Why bribe the officials if you know your sales pitch is the best? It makes no sense. The Harvard-educated Qataris at the head of this bid are many things, but they are not stupid.


Rest assured, Phil took a photo with Shearer and shares it in his story. But what about all those legitimate concerns? Like the foreign workers building the soccer stadiums, who are living in nightmarish conditions and dying by the thousands? Waved away.

The investigative team that exposed the systematic abuse of workers' rights deserves praise, but it's the subsequent fevered reaction from other less objective keyboards that has turned the issue so sour, obscuring the potential advantages and positives that this event might spawn — still a substantial eight years in the distance.


Or, say, the particularly restrictive rules in the emirate?

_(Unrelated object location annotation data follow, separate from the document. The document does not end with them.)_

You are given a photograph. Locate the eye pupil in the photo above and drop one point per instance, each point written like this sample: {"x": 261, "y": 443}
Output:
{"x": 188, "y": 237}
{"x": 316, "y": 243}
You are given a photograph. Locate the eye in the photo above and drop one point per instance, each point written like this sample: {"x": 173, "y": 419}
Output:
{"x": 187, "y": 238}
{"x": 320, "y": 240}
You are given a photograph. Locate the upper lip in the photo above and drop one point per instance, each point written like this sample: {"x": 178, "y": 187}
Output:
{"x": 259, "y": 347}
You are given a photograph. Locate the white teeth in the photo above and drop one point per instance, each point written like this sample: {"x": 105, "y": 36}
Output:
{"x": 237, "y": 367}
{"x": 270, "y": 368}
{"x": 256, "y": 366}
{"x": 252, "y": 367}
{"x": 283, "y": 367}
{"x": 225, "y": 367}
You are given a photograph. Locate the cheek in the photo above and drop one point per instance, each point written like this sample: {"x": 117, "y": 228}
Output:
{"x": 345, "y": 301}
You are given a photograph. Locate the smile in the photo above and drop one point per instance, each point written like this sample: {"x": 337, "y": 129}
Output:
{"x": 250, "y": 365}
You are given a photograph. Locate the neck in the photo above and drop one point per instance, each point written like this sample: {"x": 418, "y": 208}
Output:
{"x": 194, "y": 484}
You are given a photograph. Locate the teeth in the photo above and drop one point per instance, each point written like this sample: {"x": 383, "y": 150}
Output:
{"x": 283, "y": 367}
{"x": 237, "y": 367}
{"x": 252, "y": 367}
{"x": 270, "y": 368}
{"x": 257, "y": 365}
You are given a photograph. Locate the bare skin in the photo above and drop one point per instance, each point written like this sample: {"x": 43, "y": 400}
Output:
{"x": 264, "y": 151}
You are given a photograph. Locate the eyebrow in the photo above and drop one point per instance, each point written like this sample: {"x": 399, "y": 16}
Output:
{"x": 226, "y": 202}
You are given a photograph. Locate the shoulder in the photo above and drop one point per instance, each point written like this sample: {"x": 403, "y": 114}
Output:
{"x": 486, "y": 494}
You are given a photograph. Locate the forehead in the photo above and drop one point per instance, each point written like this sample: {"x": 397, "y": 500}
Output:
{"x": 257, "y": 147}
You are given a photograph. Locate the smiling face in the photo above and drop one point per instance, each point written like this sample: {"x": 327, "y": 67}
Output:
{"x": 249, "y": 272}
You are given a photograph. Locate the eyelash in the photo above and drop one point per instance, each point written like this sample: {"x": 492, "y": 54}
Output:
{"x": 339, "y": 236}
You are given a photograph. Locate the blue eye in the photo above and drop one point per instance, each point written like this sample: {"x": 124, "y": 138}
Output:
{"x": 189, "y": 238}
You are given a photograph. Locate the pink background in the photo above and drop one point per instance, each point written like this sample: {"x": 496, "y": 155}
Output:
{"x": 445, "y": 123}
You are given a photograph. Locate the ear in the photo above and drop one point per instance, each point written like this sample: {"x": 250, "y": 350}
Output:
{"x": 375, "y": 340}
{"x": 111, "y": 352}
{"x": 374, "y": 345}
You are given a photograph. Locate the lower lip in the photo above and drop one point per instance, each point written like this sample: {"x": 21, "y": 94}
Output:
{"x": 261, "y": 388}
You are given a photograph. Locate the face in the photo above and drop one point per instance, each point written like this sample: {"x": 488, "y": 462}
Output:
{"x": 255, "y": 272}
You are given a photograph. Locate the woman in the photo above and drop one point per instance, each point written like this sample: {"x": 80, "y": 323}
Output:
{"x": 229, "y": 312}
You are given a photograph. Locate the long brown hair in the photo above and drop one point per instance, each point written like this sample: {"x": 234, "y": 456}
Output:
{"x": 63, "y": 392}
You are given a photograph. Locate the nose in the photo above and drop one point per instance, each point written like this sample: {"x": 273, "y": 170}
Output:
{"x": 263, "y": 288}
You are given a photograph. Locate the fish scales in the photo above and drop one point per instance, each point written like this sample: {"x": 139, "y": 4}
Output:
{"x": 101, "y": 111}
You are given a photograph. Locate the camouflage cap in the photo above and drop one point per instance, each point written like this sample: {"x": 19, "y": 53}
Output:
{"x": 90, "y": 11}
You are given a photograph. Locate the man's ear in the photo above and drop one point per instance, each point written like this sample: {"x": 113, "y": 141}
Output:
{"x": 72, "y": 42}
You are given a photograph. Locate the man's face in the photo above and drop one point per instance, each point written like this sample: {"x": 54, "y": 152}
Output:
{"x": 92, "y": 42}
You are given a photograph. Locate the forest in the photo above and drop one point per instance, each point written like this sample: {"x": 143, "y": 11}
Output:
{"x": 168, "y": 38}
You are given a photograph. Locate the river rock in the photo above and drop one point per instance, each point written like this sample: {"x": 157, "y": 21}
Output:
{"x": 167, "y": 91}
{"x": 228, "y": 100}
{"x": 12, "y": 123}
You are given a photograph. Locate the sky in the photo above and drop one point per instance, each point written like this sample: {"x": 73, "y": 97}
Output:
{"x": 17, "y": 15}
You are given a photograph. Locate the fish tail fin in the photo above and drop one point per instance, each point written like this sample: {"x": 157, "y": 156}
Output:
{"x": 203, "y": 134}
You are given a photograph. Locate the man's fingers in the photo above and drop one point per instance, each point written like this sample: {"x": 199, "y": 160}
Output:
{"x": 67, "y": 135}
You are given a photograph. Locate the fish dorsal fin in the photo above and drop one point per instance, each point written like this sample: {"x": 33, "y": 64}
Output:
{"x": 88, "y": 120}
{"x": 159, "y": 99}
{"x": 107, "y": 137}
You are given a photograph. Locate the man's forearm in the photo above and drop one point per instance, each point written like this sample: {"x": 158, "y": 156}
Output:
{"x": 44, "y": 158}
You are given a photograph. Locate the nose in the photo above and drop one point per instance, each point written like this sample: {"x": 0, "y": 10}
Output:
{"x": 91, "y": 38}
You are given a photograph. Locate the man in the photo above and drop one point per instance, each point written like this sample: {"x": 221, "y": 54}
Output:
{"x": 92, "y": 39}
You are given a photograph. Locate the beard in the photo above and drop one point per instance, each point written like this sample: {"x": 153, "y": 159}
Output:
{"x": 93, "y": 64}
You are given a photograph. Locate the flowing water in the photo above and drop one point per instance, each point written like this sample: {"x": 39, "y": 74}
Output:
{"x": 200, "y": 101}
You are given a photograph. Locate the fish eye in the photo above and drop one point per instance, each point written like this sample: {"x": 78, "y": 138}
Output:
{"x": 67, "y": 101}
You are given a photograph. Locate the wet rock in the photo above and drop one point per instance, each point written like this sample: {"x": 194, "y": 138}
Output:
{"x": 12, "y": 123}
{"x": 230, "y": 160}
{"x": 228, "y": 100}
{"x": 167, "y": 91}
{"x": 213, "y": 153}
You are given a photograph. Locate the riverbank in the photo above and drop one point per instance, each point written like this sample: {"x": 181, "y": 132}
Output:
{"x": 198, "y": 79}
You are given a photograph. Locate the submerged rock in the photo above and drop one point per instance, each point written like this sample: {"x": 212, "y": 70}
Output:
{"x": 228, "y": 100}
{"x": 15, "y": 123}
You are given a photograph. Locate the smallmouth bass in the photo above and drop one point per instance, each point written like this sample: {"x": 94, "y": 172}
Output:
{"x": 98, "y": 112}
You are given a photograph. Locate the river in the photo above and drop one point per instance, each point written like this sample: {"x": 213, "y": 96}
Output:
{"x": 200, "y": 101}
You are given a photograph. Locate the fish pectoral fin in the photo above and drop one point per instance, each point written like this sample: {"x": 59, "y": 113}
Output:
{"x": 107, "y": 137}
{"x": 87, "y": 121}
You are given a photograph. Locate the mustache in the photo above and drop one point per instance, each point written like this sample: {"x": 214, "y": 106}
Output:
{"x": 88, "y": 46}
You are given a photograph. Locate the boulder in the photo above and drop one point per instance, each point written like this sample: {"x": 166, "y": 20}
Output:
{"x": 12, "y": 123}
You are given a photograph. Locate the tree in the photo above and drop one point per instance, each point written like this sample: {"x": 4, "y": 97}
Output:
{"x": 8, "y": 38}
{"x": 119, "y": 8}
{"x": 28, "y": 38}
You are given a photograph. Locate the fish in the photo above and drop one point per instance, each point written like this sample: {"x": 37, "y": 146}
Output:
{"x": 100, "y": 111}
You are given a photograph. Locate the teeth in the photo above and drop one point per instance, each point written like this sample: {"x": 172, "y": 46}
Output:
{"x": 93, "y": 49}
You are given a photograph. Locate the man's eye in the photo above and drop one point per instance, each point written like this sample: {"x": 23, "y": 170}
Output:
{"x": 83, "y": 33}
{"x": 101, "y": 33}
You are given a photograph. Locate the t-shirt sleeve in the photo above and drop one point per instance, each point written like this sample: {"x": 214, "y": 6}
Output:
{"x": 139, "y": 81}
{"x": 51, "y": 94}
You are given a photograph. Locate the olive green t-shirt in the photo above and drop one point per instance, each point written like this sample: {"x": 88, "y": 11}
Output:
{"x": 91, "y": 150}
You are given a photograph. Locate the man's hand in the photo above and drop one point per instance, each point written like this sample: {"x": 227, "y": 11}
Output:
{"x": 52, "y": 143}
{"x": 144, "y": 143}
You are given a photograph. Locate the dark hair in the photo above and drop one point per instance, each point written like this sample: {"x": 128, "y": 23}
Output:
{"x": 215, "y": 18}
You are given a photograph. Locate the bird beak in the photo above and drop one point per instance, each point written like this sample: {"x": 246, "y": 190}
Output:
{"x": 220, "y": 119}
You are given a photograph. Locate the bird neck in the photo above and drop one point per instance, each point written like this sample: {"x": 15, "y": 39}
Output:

Why worry about the availability of alcohol? A month on water and fruit juice might even improve some folks' health.


The overarching theme here is that none of these problems is an actual problem, because the muckety-mucks swear things will be better by 2022. There's a bizarre credulity in Ball's writing, vague promises taken as gospel. Phil has seen the future, and it works.

The Metro, for which the ground has been dug, is scheduled to open around 2019 and will change the traffic snare overnight.


It's too easy to be cynical (and that's without seeing some of the worst affected areas in the country). The Al-Wakrah project, which basically involves converting a fishing village south of Doha into the first template stadium community (it should be completed by 2017), contains all the components to make this a rather different experience, so that the "spectator realm" can be enjoyed "comfortably, economically and sustainably." I'll go for that.


Workers' rights? The Guardian investigative team did get that one right, for which it deserves various medals. At the news conferences I attended, especially the one following the Amnesty report that came out Sunday, the Qatari front men took it on the chin.

"We are a young nation. We're learning too." There were no lame excuses proffered. They said they would put it right. The new workers' charter, rather hastily assembled, is a step in that direction, but the systematic abuse of workers' rights has not been an active Qatari policy. They've just looked the other way, which is just as bad, but they have the power and money to fix it almost overnight. There is no congress, no bureaucracy. At the swish of the emir's gold pen, new laws come into effect.


It reads nothing so much like a travelogue of the Soviet Union in the 1930s, with all the attendant handwaving and assurances that the system will work, given time.

Ball's piece wouldn't be such an ethical disaster if it hadn't sprung from a junket. Pollyanna's Gulf Adventure could have been written by any superficial reporter paying their own way. (It's sort of astounding that ESPN couldn't find a few thousand dollars in the budget to head off the inevitable backlash.) We obviously have no idea if Ball was swayed by luxury—but a perceived conflict of interest is just as bad as a real one. The only way to nip that in the bud, and it's amazing that it even has to be said, is to not accept gifts from the subject of your story. Especially from a nation and a committee dogged by accusations of buying its way to success. But, then, perhaps, this is the best meta-criticism of Qatar's World Cup bid there is.